A resiliência às alterações climáticas é porventura o maior desafio da gestão urbanística do século XXI. Os corredores verdes, de Ribeiro Telles, têm de ser expandidos, as ruas do bairro devem ser progressivamente arborizadas, começando desde já pelas esquinas, onde entregámos à Câmara Municipal um plano de arborização que prevê a plantação de 200 novas árvores, mas alargando o conceito à criação de corredores azuis, devolvendo à cidade cursos de água que foram ao longo dos anos cortados, desviados ou encanados. Lisboa é a cidade das sete colinas, mas entre todas elas corriam ribeiras, como a do vale de Alcântara que se encontra enterrada e encanada, e deve ser devolvida à superfície.
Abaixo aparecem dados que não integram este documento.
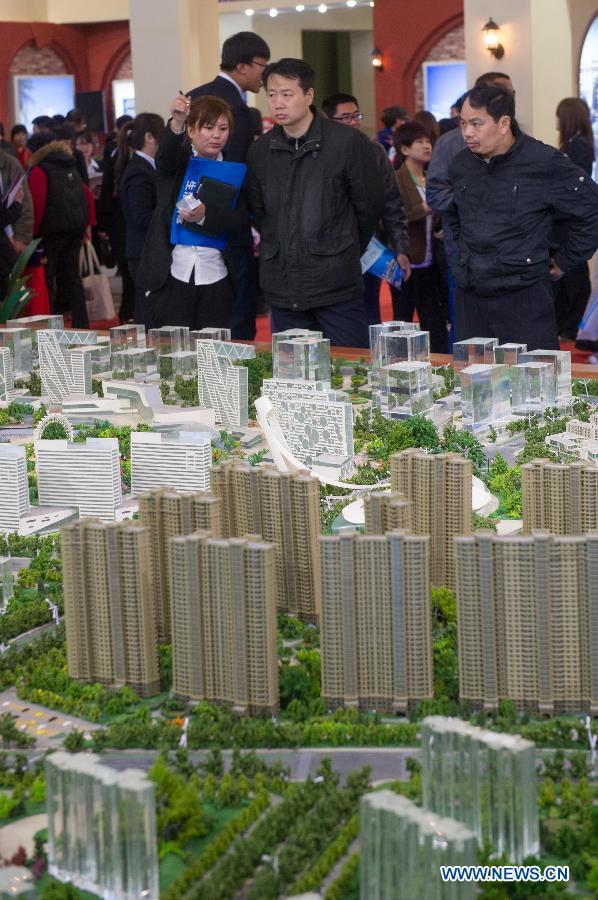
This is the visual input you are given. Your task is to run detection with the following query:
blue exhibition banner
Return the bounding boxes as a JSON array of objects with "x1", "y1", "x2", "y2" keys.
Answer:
[
  {"x1": 170, "y1": 156, "x2": 247, "y2": 250},
  {"x1": 361, "y1": 237, "x2": 404, "y2": 288}
]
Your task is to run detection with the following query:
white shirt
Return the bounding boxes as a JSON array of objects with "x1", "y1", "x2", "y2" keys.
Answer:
[{"x1": 170, "y1": 153, "x2": 228, "y2": 284}]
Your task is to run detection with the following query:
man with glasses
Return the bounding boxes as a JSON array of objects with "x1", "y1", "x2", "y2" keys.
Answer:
[
  {"x1": 322, "y1": 94, "x2": 411, "y2": 325},
  {"x1": 187, "y1": 31, "x2": 270, "y2": 341}
]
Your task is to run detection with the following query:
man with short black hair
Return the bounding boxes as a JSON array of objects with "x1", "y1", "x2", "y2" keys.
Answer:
[
  {"x1": 322, "y1": 94, "x2": 411, "y2": 325},
  {"x1": 444, "y1": 85, "x2": 598, "y2": 350},
  {"x1": 187, "y1": 31, "x2": 270, "y2": 341},
  {"x1": 248, "y1": 58, "x2": 384, "y2": 347}
]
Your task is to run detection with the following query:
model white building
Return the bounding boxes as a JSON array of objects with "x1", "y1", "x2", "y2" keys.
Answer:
[
  {"x1": 131, "y1": 431, "x2": 212, "y2": 494},
  {"x1": 45, "y1": 750, "x2": 159, "y2": 900},
  {"x1": 35, "y1": 438, "x2": 122, "y2": 522},
  {"x1": 37, "y1": 331, "x2": 91, "y2": 403},
  {"x1": 0, "y1": 444, "x2": 29, "y2": 531},
  {"x1": 0, "y1": 347, "x2": 15, "y2": 401},
  {"x1": 196, "y1": 341, "x2": 250, "y2": 428}
]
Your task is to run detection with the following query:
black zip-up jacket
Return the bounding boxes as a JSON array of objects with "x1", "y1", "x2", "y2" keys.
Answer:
[
  {"x1": 443, "y1": 133, "x2": 598, "y2": 296},
  {"x1": 247, "y1": 107, "x2": 385, "y2": 310}
]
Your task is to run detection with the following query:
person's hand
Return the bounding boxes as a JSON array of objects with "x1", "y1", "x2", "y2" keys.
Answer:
[
  {"x1": 397, "y1": 253, "x2": 411, "y2": 281},
  {"x1": 170, "y1": 94, "x2": 191, "y2": 134},
  {"x1": 180, "y1": 203, "x2": 206, "y2": 222}
]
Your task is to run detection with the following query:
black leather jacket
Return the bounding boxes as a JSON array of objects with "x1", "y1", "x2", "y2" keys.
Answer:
[
  {"x1": 443, "y1": 133, "x2": 598, "y2": 296},
  {"x1": 247, "y1": 107, "x2": 385, "y2": 310}
]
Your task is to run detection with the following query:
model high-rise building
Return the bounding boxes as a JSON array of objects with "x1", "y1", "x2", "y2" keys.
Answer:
[
  {"x1": 455, "y1": 531, "x2": 598, "y2": 715},
  {"x1": 521, "y1": 459, "x2": 598, "y2": 534},
  {"x1": 211, "y1": 460, "x2": 320, "y2": 621},
  {"x1": 359, "y1": 790, "x2": 477, "y2": 900},
  {"x1": 320, "y1": 531, "x2": 433, "y2": 712},
  {"x1": 0, "y1": 444, "x2": 29, "y2": 531},
  {"x1": 37, "y1": 331, "x2": 91, "y2": 403},
  {"x1": 45, "y1": 750, "x2": 159, "y2": 900},
  {"x1": 131, "y1": 431, "x2": 212, "y2": 494},
  {"x1": 139, "y1": 489, "x2": 222, "y2": 643},
  {"x1": 390, "y1": 449, "x2": 472, "y2": 590},
  {"x1": 0, "y1": 347, "x2": 15, "y2": 401},
  {"x1": 363, "y1": 491, "x2": 411, "y2": 534},
  {"x1": 170, "y1": 532, "x2": 278, "y2": 715},
  {"x1": 420, "y1": 716, "x2": 540, "y2": 862},
  {"x1": 459, "y1": 363, "x2": 511, "y2": 433},
  {"x1": 61, "y1": 519, "x2": 160, "y2": 697},
  {"x1": 35, "y1": 438, "x2": 122, "y2": 522}
]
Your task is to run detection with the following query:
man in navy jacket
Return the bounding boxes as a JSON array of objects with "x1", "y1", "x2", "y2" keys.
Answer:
[{"x1": 187, "y1": 31, "x2": 270, "y2": 341}]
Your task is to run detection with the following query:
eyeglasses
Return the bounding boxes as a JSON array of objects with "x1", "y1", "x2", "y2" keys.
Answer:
[{"x1": 332, "y1": 113, "x2": 364, "y2": 125}]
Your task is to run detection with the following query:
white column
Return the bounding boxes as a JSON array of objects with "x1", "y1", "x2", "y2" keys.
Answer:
[
  {"x1": 129, "y1": 0, "x2": 220, "y2": 118},
  {"x1": 464, "y1": 0, "x2": 578, "y2": 144}
]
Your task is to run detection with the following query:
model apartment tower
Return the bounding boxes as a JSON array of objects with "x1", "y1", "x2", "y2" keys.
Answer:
[
  {"x1": 390, "y1": 449, "x2": 472, "y2": 590},
  {"x1": 139, "y1": 488, "x2": 222, "y2": 643},
  {"x1": 359, "y1": 790, "x2": 477, "y2": 900},
  {"x1": 320, "y1": 531, "x2": 433, "y2": 712},
  {"x1": 61, "y1": 519, "x2": 160, "y2": 697},
  {"x1": 45, "y1": 750, "x2": 159, "y2": 900},
  {"x1": 455, "y1": 531, "x2": 598, "y2": 715},
  {"x1": 211, "y1": 460, "x2": 320, "y2": 621},
  {"x1": 171, "y1": 531, "x2": 278, "y2": 715},
  {"x1": 421, "y1": 716, "x2": 540, "y2": 862},
  {"x1": 521, "y1": 459, "x2": 598, "y2": 534},
  {"x1": 363, "y1": 491, "x2": 411, "y2": 534},
  {"x1": 35, "y1": 438, "x2": 122, "y2": 522},
  {"x1": 0, "y1": 444, "x2": 29, "y2": 531}
]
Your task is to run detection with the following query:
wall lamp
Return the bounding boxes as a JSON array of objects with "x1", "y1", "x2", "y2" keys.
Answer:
[
  {"x1": 370, "y1": 47, "x2": 384, "y2": 72},
  {"x1": 482, "y1": 16, "x2": 505, "y2": 59}
]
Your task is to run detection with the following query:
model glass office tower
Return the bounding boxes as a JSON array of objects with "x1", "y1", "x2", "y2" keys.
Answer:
[
  {"x1": 510, "y1": 362, "x2": 557, "y2": 416},
  {"x1": 382, "y1": 362, "x2": 434, "y2": 419},
  {"x1": 459, "y1": 363, "x2": 511, "y2": 432},
  {"x1": 359, "y1": 790, "x2": 477, "y2": 900},
  {"x1": 320, "y1": 531, "x2": 433, "y2": 712},
  {"x1": 0, "y1": 444, "x2": 29, "y2": 531},
  {"x1": 61, "y1": 519, "x2": 160, "y2": 697},
  {"x1": 520, "y1": 459, "x2": 598, "y2": 534},
  {"x1": 420, "y1": 716, "x2": 540, "y2": 862},
  {"x1": 211, "y1": 460, "x2": 321, "y2": 622},
  {"x1": 455, "y1": 531, "x2": 598, "y2": 715},
  {"x1": 170, "y1": 532, "x2": 278, "y2": 715},
  {"x1": 45, "y1": 750, "x2": 159, "y2": 900},
  {"x1": 390, "y1": 449, "x2": 472, "y2": 590}
]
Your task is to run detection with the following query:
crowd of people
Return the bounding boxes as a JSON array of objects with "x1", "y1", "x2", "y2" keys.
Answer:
[{"x1": 0, "y1": 32, "x2": 598, "y2": 353}]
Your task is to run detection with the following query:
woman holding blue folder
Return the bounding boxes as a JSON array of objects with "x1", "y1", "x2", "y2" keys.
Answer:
[{"x1": 139, "y1": 95, "x2": 248, "y2": 329}]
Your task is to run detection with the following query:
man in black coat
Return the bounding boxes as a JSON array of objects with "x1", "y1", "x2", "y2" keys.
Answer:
[
  {"x1": 444, "y1": 86, "x2": 598, "y2": 350},
  {"x1": 248, "y1": 59, "x2": 385, "y2": 347},
  {"x1": 187, "y1": 31, "x2": 270, "y2": 341}
]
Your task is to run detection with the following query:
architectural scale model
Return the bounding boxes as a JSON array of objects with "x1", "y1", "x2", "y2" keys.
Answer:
[
  {"x1": 131, "y1": 431, "x2": 212, "y2": 495},
  {"x1": 421, "y1": 716, "x2": 540, "y2": 862},
  {"x1": 34, "y1": 438, "x2": 122, "y2": 522},
  {"x1": 521, "y1": 459, "x2": 598, "y2": 534},
  {"x1": 61, "y1": 519, "x2": 160, "y2": 697},
  {"x1": 320, "y1": 531, "x2": 434, "y2": 712},
  {"x1": 359, "y1": 790, "x2": 477, "y2": 900},
  {"x1": 139, "y1": 489, "x2": 222, "y2": 643},
  {"x1": 390, "y1": 449, "x2": 472, "y2": 590},
  {"x1": 170, "y1": 532, "x2": 278, "y2": 715},
  {"x1": 45, "y1": 751, "x2": 160, "y2": 900},
  {"x1": 0, "y1": 444, "x2": 29, "y2": 531},
  {"x1": 454, "y1": 531, "x2": 598, "y2": 715}
]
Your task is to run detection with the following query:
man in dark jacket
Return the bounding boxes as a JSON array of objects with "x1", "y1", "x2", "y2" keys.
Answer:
[
  {"x1": 187, "y1": 31, "x2": 270, "y2": 341},
  {"x1": 248, "y1": 59, "x2": 385, "y2": 347},
  {"x1": 322, "y1": 94, "x2": 411, "y2": 325},
  {"x1": 444, "y1": 86, "x2": 598, "y2": 349}
]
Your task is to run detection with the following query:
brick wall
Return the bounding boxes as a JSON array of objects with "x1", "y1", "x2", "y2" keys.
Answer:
[{"x1": 415, "y1": 25, "x2": 465, "y2": 110}]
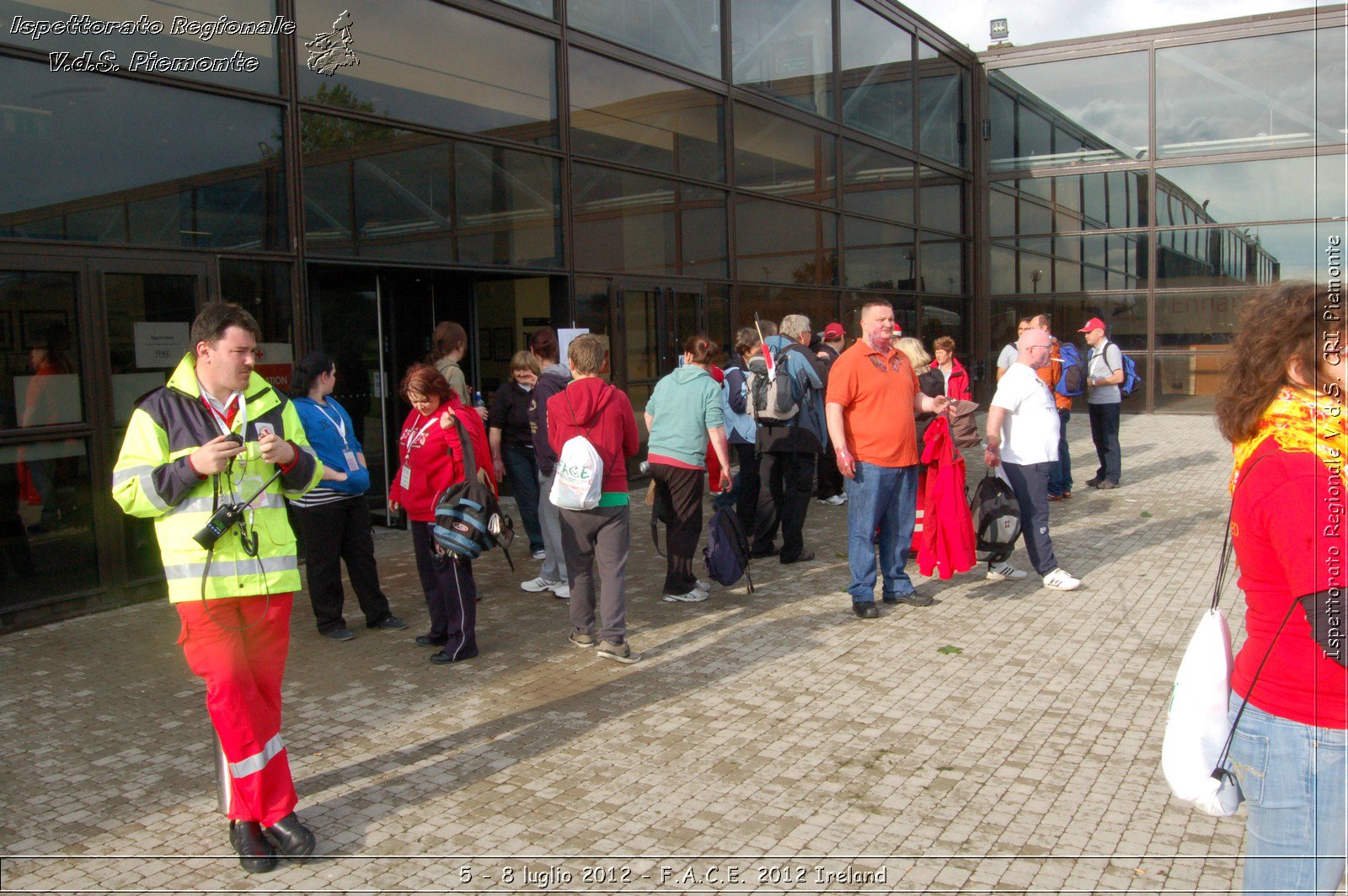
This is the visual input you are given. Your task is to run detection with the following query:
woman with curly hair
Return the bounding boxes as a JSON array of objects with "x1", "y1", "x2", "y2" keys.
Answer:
[
  {"x1": 1216, "y1": 281, "x2": 1348, "y2": 893},
  {"x1": 388, "y1": 364, "x2": 495, "y2": 663}
]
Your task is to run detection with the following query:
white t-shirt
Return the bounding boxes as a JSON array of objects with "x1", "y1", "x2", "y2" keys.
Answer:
[
  {"x1": 1087, "y1": 339, "x2": 1123, "y2": 404},
  {"x1": 992, "y1": 364, "x2": 1060, "y2": 467}
]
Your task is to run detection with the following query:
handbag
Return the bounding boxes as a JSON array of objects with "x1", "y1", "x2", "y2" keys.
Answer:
[{"x1": 1161, "y1": 458, "x2": 1297, "y2": 817}]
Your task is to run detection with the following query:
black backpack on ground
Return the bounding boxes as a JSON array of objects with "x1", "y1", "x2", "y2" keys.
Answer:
[
  {"x1": 430, "y1": 419, "x2": 515, "y2": 571},
  {"x1": 703, "y1": 507, "x2": 753, "y2": 595},
  {"x1": 969, "y1": 470, "x2": 1020, "y2": 563}
]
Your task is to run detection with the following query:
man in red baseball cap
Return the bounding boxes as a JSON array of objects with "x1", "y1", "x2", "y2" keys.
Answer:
[
  {"x1": 1077, "y1": 318, "x2": 1123, "y2": 489},
  {"x1": 814, "y1": 322, "x2": 847, "y2": 507}
]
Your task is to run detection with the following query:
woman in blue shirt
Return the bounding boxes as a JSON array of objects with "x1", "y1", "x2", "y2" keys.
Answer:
[{"x1": 290, "y1": 352, "x2": 407, "y2": 642}]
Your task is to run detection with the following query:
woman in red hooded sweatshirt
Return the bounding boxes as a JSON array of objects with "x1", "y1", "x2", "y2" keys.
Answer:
[{"x1": 388, "y1": 364, "x2": 496, "y2": 663}]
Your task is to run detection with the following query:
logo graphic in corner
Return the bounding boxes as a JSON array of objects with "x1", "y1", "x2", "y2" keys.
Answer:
[{"x1": 305, "y1": 9, "x2": 360, "y2": 77}]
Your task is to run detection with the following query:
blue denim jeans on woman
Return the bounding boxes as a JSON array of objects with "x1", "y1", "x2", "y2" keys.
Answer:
[
  {"x1": 844, "y1": 461, "x2": 918, "y2": 602},
  {"x1": 1229, "y1": 694, "x2": 1348, "y2": 893}
]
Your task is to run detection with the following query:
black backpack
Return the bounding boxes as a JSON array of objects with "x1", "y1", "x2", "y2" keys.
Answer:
[
  {"x1": 430, "y1": 419, "x2": 515, "y2": 571},
  {"x1": 969, "y1": 470, "x2": 1020, "y2": 563},
  {"x1": 703, "y1": 507, "x2": 753, "y2": 595}
]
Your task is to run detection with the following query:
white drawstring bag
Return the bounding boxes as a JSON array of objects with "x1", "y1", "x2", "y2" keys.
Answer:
[
  {"x1": 1161, "y1": 603, "x2": 1242, "y2": 815},
  {"x1": 548, "y1": 435, "x2": 604, "y2": 510}
]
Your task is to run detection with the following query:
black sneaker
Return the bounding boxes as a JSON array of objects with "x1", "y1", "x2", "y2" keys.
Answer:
[
  {"x1": 229, "y1": 822, "x2": 276, "y2": 874},
  {"x1": 852, "y1": 601, "x2": 880, "y2": 618}
]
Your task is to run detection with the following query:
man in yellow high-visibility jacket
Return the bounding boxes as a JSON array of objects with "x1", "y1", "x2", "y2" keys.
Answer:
[{"x1": 112, "y1": 301, "x2": 322, "y2": 873}]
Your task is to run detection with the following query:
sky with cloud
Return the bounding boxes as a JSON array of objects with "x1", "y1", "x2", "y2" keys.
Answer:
[{"x1": 901, "y1": 0, "x2": 1344, "y2": 51}]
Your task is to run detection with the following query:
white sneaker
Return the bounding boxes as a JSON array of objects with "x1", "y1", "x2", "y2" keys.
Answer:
[
  {"x1": 665, "y1": 588, "x2": 710, "y2": 604},
  {"x1": 988, "y1": 561, "x2": 1024, "y2": 582},
  {"x1": 1043, "y1": 566, "x2": 1081, "y2": 591}
]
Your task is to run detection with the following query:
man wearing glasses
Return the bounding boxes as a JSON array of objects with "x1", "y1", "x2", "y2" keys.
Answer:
[
  {"x1": 824, "y1": 299, "x2": 949, "y2": 618},
  {"x1": 982, "y1": 328, "x2": 1081, "y2": 591}
]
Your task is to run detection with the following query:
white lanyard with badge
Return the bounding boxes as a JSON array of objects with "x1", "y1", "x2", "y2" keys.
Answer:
[
  {"x1": 314, "y1": 402, "x2": 361, "y2": 468},
  {"x1": 398, "y1": 416, "x2": 436, "y2": 489}
]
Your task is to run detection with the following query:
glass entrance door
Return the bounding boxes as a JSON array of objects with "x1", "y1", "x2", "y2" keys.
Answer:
[
  {"x1": 609, "y1": 280, "x2": 706, "y2": 451},
  {"x1": 0, "y1": 253, "x2": 209, "y2": 625},
  {"x1": 308, "y1": 265, "x2": 436, "y2": 525}
]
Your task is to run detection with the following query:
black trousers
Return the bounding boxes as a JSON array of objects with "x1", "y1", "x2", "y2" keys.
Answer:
[
  {"x1": 1087, "y1": 402, "x2": 1123, "y2": 485},
  {"x1": 752, "y1": 451, "x2": 816, "y2": 561},
  {"x1": 409, "y1": 520, "x2": 477, "y2": 660},
  {"x1": 730, "y1": 443, "x2": 759, "y2": 537},
  {"x1": 1002, "y1": 461, "x2": 1056, "y2": 575},
  {"x1": 651, "y1": 463, "x2": 706, "y2": 595},
  {"x1": 814, "y1": 440, "x2": 841, "y2": 499},
  {"x1": 294, "y1": 496, "x2": 393, "y2": 633}
]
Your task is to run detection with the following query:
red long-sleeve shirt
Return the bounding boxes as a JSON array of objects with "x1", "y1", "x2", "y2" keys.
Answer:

Mas este trabalho também é comunitário. Pretendemos brevemente lançar à população o desafio de participar numa rede de medidores de qualidade do ar, chamando todos a contribuir.

Por último, pergunto-lhe como é chegar a presidente desta forma? Liderar a Junta era algo que estava nas suas expectativas?
Não digo que fosse algo que nunca tivesse ponderado, mas certamente não tão cedo. Como disse no comunicado que escrevi aos moradores no dia em que tomei posse, é com muito orgulho, alegria e sentido de missão que assumo a presidência da Junta de Freguesia de Campo de Ourique. Defendo uma visão progressista para a cidade, e em particular para Campo de Ourique, em linha com a visão do Partido Socialista. Assumo o desafio de liderar um executivo cuja prioridade é defender os interesses dos fregueses, encontrar pontos em comum com o executivo municipal, concretizar projectos em curso e conquistar para o bairro, rua a rua, as legítimas ambições de uma população que quer mais e melhor Campo de Ourique.